Mih had not attended school since coming back to the village with his sick family. Before Mih became ill and before his father and mother passed away, he had been attending the local government primary school. The school was located in a valley 5 miles away from the village. About 600 children attended the primary school and Mih had been one of them, having been placed in standard four. He should have been in class 6 but because of illness he had missed several classes and had to repeat some classes, something he hated very much. The first time he attended class, he was forced to sit on the floor because he had not brought a desk, nor had he paid the school levy for the purchase of one. On that first day he had carried his books from his previous school in Douala only to find that they used different books here in the village. Even his writing exercise books were not the ones specified by the school authorities.

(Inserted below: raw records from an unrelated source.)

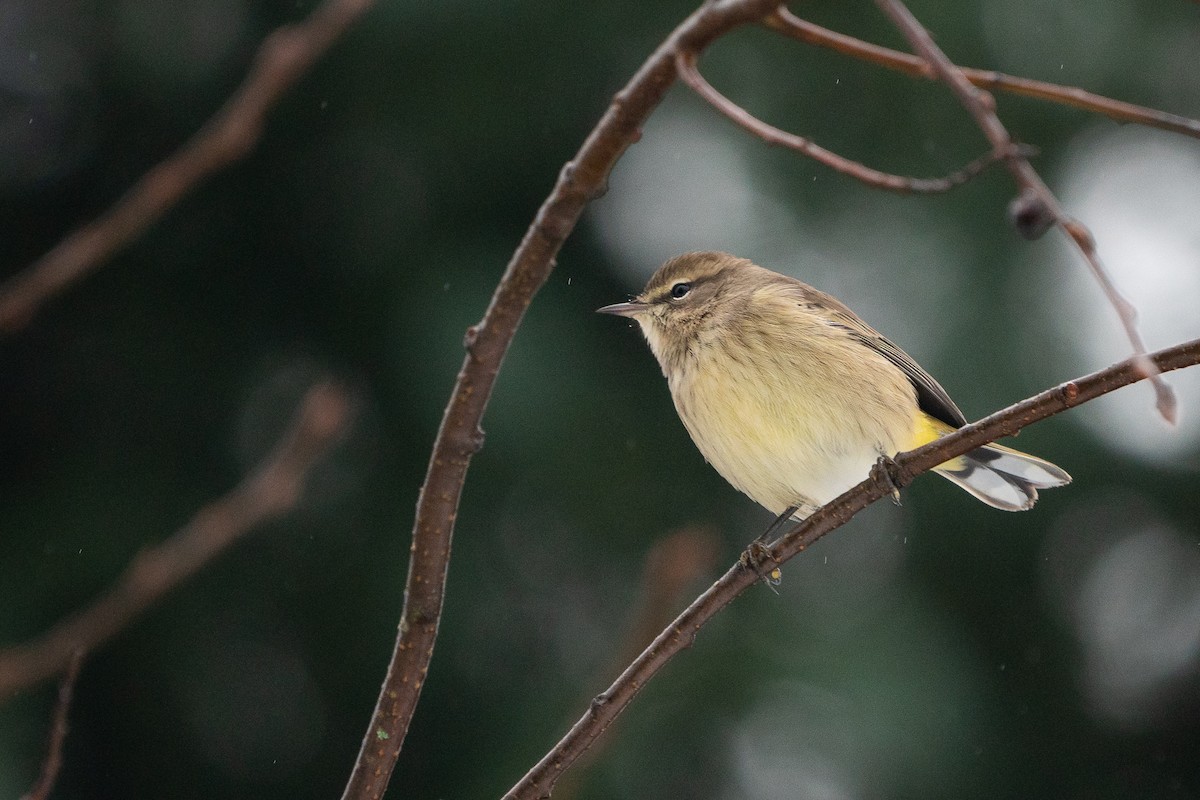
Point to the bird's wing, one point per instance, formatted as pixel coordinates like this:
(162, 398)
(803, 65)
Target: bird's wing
(931, 397)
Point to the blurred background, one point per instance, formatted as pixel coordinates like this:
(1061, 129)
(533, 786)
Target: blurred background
(940, 649)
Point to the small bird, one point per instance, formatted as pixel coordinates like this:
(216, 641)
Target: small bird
(793, 398)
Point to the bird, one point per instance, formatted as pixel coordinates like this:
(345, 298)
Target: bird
(793, 398)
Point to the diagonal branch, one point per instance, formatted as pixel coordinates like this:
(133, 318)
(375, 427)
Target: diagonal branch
(802, 30)
(682, 632)
(270, 491)
(1035, 193)
(231, 134)
(460, 434)
(59, 727)
(685, 64)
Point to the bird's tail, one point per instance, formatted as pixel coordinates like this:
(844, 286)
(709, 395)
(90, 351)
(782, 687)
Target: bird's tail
(1001, 476)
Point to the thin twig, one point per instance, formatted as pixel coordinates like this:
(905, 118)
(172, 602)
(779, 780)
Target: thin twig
(270, 491)
(983, 108)
(673, 566)
(228, 136)
(802, 30)
(681, 633)
(460, 434)
(53, 763)
(685, 62)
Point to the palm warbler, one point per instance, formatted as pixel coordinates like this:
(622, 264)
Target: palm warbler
(793, 398)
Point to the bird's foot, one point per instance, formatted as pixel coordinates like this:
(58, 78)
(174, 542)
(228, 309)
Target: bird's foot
(757, 557)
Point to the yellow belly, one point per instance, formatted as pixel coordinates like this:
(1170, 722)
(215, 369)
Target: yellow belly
(801, 440)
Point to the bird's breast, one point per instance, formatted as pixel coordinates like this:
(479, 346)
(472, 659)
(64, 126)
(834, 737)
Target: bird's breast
(792, 425)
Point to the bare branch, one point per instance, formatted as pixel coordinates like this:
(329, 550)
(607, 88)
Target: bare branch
(685, 64)
(59, 727)
(270, 491)
(231, 134)
(811, 34)
(460, 435)
(604, 709)
(983, 108)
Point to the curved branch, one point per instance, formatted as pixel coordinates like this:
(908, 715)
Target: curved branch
(53, 762)
(1037, 199)
(270, 491)
(231, 134)
(802, 30)
(604, 709)
(460, 435)
(685, 64)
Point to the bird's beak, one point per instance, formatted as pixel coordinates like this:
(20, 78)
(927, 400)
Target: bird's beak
(624, 308)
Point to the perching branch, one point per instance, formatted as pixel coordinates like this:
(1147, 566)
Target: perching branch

There was a requirement to have a uniform that consisted of a blue shirt and Khaki pants. Mih did not have the prescribed uniform. His entire wardrobe consisted of one torn shirt that had been stitched several times; two pairs of shorts given by his uncle and a used sweatshirt that Mih held on to for dear life. He slept in it. Dressed up in it. And even when it was too hot he carried his sweatshirt over his shoulder. Shoes were optional because of the cost, so a very few children wore shoes to school. Mih’s only pair of shoe was a pair of rubber slippers that he carried by hand most of the time because the strap on the right shoe kept popping out, rendering it useless. He had tried mending the errant shoe but had not succeeded yet.
Lunch hour presented a serious challenge for Mih, because he never brought any food with him nor did he have money to buy the food that was sold at school. Hence during

Lunch hour, Mih walked around eying the food courts manned exclusively by women who sold a whole range of food: maize and beans; rice and beans; corn bread and beans; rice and meat stew; groundnuts and pop corn mix; etc. The cost of a reasonable meal without a drink was $0.25. This amount was too expensive for Mih to afford, so he was left negotiating to share a meal with other children. Some days it worked and others it did not. On the days it did not work, Mih just went hungry until he went home and hoped the sister had cooked something for the three of them.

Mih belongs to the group of African HIV/AIDS orphans who through no fault of theirs are caught in the web of abject poverty. Thus even though these orphans are part of the village community, they are constantly sidelined because they cannot afford school supplies, food or clothing. Charities do exist, that are dedicated to working towards the full integration of African AIDS orphans into their communities.